A powerful form of storytelling, documentary filmmaking brings past events into the present, and raises questions about the future. It provokes thought, creates dialogue and challenges presumptions, giving insight into diverse human experiences and taking hearts, souls and minds in return. This was my experience at this year’s Sheffield Documentary Festival.
As the 4th largest city in the UK, Sheffield was a major steel manufacturer until steel’s decline in the 1980’s. Since then, the city has become a cultural hotspot, known for its rich contribution to the Arts and the Film industry. Home to the Sheffield Doc/Fest, an international documentary festival that attracts filmmakers, key industry speakers, cinephiles and emerging talent, Sheffield inspires a warm, creative and revolutionary space that’s a far cry from its steely past.
A festival for the ages, it’s regarded as one of the best screened and visited festivals for newcomers and veterans. Illustrious, inclusive and international, this year Sheffield Doc/Fest used linear and experiential platforms as a tool to break boundaries, stereotypes and normative storytelling ideologies. This year's theme “Ways of Seeing” introduced groundbreaking VR and AR pieces and instalments that focused on gender, identity and climate change, subjects that add depth to everyday conversations and films alike.
Powerful, emotive films such as Diego Maradona by Asif Kapadia, Midnight Family by Luke Lorentzen, For Sama by Waad al-Kateab and Edward Watts, One Child Nation by Nanfu Wang and Mike Wallace is here by Avi Belkin were some of the headliners. These films centered on human resilience, truth and suffering, mostly brought on by individual or governmental choices, which emphasises the impact of decisions on human lives.

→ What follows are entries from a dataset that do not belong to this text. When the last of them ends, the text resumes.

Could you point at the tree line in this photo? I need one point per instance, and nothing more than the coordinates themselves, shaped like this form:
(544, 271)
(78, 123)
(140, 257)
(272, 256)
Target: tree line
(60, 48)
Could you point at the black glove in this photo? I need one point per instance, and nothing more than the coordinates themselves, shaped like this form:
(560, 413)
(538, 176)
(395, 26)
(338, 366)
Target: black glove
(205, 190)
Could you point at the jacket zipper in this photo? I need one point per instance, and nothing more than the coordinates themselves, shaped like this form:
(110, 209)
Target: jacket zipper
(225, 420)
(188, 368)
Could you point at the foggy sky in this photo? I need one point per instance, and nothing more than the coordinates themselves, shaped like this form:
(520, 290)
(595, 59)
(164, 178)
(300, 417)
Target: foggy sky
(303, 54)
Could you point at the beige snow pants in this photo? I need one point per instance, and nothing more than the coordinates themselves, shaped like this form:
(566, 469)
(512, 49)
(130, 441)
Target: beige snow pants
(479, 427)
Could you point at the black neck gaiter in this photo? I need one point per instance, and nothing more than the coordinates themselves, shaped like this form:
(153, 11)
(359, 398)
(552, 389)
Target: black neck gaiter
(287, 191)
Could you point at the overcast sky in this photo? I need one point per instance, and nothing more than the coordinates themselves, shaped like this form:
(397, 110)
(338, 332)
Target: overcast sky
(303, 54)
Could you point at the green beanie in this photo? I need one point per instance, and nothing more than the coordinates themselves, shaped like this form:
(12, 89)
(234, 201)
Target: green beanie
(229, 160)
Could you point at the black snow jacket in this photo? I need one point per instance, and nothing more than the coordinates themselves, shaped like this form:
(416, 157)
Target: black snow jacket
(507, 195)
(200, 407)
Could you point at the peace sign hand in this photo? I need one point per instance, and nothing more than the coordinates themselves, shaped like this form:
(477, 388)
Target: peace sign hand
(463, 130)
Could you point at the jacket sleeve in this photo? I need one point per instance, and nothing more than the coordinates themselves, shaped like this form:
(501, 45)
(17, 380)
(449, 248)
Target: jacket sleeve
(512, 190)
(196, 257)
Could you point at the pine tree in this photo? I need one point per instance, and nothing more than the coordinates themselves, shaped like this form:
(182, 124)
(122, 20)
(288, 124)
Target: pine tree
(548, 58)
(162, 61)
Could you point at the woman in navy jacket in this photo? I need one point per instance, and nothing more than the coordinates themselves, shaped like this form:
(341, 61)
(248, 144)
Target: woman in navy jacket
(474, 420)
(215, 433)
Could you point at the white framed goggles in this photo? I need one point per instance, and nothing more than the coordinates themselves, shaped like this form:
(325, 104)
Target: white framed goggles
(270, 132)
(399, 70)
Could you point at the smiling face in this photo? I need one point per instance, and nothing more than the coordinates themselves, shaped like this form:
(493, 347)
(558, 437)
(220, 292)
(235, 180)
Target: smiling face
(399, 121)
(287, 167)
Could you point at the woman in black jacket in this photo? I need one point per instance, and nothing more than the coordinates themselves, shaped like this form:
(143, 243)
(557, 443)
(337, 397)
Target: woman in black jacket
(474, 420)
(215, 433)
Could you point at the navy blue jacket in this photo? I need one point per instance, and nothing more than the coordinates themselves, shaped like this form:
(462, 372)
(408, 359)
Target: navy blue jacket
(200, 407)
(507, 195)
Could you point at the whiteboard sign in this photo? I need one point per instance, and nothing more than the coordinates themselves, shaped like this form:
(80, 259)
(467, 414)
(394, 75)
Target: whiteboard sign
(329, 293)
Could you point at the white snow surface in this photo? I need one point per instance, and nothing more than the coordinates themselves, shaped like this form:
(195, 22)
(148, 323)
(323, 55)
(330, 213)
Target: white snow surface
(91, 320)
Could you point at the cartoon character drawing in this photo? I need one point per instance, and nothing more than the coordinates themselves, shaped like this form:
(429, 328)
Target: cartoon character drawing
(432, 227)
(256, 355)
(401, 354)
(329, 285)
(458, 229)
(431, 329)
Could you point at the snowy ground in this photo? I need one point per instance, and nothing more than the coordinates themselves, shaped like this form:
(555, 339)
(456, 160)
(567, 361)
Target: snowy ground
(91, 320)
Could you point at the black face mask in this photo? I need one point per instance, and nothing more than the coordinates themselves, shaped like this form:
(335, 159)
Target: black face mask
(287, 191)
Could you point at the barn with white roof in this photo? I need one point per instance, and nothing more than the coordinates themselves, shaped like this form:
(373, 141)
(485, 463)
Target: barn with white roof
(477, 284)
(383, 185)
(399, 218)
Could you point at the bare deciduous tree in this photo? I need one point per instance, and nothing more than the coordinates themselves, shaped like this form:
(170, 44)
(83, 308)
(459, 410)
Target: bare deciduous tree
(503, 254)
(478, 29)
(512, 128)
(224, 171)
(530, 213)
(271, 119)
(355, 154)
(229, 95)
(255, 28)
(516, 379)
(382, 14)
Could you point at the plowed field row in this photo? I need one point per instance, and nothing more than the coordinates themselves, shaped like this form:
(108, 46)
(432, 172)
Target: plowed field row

However the films couldn’t steal the entire show as the “Alternate Realities” instalments was a crowd attraction. Almost always booked out, this year’s selections were divided into two main categories: ‘subconscious’ and ‘converging’ sensibilities. The ‘subconscious sensibilities’ were interactive installations about the stories of the other and the self, giving viewers an awareness on the perception of those two forms. The ‘converging sensibilities’ were visual stories in VR that explored a variety of perspectives on climate change, mind and body, social injustice and arts and design, giving viewers compassion, understanding and clarity on these subject matters.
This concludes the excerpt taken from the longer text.